What Does Football Mean?
An inquiry into football, questioning how a seemingly meaningless game generates profound significance and what this reveals about the nature of interpretation itself.
Yet for a hypothetical person encountering football for the first time, or for people like me who are very distant from it, searching for meaning might seem reasonable. In this text, I want you to think of yourself as an alien, a stranger to the human species.
We can think about the question “What does it mean?” in two different ways. The first is an attempt to understand the significance of all these strange movements and rules, to grasp why people do this. Why do so many people run after a ball, and why do thousands of others watch this completely useless activity? Why are such enormous sums of money spent on this absurd spectacle? This spectacle does not benefit the public; it makes no direct contribution to our culture, it teaches us nothing, nor does it serve a tangible, functional field like technology. Moreover, it does not belong to this geography; it is global. If we set aside for a moment the issues of play and entertainment and truly think about it, football is deeply meaningless.

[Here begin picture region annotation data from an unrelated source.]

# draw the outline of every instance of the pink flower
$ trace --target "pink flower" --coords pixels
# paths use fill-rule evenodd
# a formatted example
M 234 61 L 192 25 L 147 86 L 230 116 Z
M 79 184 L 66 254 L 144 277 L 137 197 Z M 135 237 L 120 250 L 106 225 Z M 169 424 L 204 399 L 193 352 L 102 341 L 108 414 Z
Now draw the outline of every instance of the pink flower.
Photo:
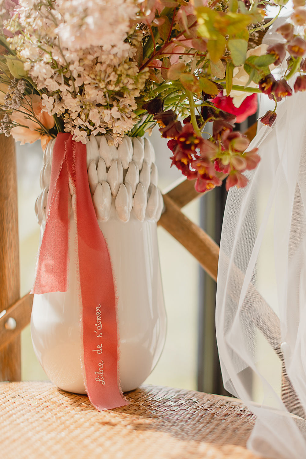
M 271 110 L 268 110 L 267 113 L 259 118 L 261 123 L 265 126 L 269 126 L 271 128 L 274 121 L 276 119 L 276 113 L 275 112 Z
M 233 103 L 233 99 L 229 96 L 226 97 L 219 94 L 211 101 L 218 108 L 221 108 L 224 112 L 231 113 L 237 117 L 237 123 L 242 123 L 245 119 L 256 113 L 257 109 L 257 95 L 252 94 L 249 95 L 243 101 L 238 108 L 236 108 Z
M 46 112 L 42 112 L 41 98 L 39 95 L 34 95 L 32 98 L 28 96 L 26 101 L 32 105 L 35 117 L 47 130 L 52 129 L 55 121 L 53 116 L 48 115 Z M 33 119 L 33 115 L 29 109 L 23 106 L 19 108 L 21 112 L 13 112 L 11 119 L 14 123 L 22 125 L 16 126 L 11 130 L 11 134 L 17 141 L 21 142 L 22 145 L 25 143 L 33 143 L 39 139 L 42 139 L 43 143 L 45 143 L 48 137 L 45 133 L 42 132 L 42 128 L 39 123 Z M 21 112 L 22 112 L 22 113 Z M 32 117 L 29 119 L 29 117 Z
M 232 186 L 237 185 L 237 188 L 243 188 L 247 185 L 249 180 L 241 172 L 232 171 L 226 179 L 225 188 L 227 191 Z

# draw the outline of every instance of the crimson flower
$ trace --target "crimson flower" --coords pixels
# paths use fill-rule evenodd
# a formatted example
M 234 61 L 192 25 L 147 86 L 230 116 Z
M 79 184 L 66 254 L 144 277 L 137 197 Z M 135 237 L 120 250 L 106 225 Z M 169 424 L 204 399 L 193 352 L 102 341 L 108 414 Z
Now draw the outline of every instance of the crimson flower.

When compared with daily life, a strange situation emerges, prompting questions. "Why are they making these comical movements that resemble nothing else?" "Why are there eleven people?" "Why is that flag there?" "If they want to move the ball, why don't they just pick it up with their hands?" "Why are they wasting their energy?" "Why are they wearing these costumes?" "Why is everything bound by absurd rules?"
The other way to ask the question “What does it mean?” is to ask what football actually means. It is clear that nothing means anything on its own. Abstract activities like football, especially, appear to mean nothing at all. The rules of football, the players, the positions, the objectives—all of it is self-referential; it has no initial connection to everyday life. We make football, or anything else for that matter, meaningful by relating it to other things. Here, we can follow a few different methods.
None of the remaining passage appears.